Der Staat und die Menschenrechte seines Volkes

Kann die Ukraine völkerrechtlich verpflichtet sein, im Krieg mit Russland eine Verhandlungslösung zu suchen? Besteht gegenüber der eigenen und  mitbetroffenen Bevölkerung anderer Staaten eine Leidensminderungspflicht?

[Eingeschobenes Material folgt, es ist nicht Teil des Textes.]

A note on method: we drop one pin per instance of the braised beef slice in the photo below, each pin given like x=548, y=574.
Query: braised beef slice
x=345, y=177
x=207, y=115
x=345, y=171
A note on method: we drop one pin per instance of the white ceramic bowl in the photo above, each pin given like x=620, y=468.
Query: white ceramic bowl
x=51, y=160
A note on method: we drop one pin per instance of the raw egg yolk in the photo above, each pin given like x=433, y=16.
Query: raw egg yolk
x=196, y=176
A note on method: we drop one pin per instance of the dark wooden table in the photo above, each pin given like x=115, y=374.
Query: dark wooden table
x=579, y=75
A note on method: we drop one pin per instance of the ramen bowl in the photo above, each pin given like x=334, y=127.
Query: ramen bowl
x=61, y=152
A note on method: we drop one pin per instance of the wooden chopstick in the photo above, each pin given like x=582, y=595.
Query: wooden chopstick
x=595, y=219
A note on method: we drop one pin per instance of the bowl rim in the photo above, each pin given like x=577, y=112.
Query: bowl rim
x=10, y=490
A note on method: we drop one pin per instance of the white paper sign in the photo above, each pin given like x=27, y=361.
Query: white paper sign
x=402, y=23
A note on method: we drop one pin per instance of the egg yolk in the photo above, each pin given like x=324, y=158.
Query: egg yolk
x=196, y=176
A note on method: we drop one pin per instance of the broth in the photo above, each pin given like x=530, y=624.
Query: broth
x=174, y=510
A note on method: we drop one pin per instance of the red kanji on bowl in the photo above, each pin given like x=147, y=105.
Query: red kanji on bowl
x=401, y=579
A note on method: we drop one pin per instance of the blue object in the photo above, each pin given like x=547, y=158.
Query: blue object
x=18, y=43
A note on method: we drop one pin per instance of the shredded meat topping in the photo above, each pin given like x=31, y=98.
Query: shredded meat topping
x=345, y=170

Von Prof. Dr. iur. Menno Aden

In diesen Tagen gab es eine Diskussion in der Frankfurter Allgemeinen Zeitung über die Frage,  ob die Ukraine  ethisch oder völkerrechtlich verpflichtet sein könnte, eine Verhandlungslösung zu suchen. Darum geht es in meinem folgenden Beitrag. Im Anschluss an eine Veröffentlichung  im Recht der internationalen Wirtschaft Anfang 2022 unter dem Titel Wirtschaftssanktionen und  Menschenrechte trage ich vor, dass auch das nach Artikel 51 der UN-Charta bestehende Recht zur Selbstverteidigung unter dem Vorbehalt der Menschenrechte steht und zu einer völkerrechtlichen Leidensminderungspflicht gegenüber der eigenen und  mitbetroffenen Bevölkerung anderer Staaten führen kann. Ich nehme an, dass dieser  rechtswissenschaftlich gemeinte Beitrag auch für Nichtjuristen verständlich ist.

Die Fragestellung

Unter dem Titel Verhandeln heißt nicht kapitulieren (FAZ vom 28. Dezember 2022) hat Reinhard Merkel eine Pflicht der ukrainischen Regierung postuliert, über die Beendigung des Krieges Verhandlungen ex bello zu akzeptieren.  Das sei zwar kein unmittelbares Gebot des Völkerrechts, wohl aber eines der politischen Ethik.  Der Gedanke ist auf Widerspruch gestoßen (z.B. Helmut Philipp Aust, FAZ vom 2. Januar 2023): Aus dem Völkerrecht lasse sich keine Verhandlungspflicht der Ukraine herleiten. Diese Kontroverse führt zu folgenden grundsätzlichen Überlegungen.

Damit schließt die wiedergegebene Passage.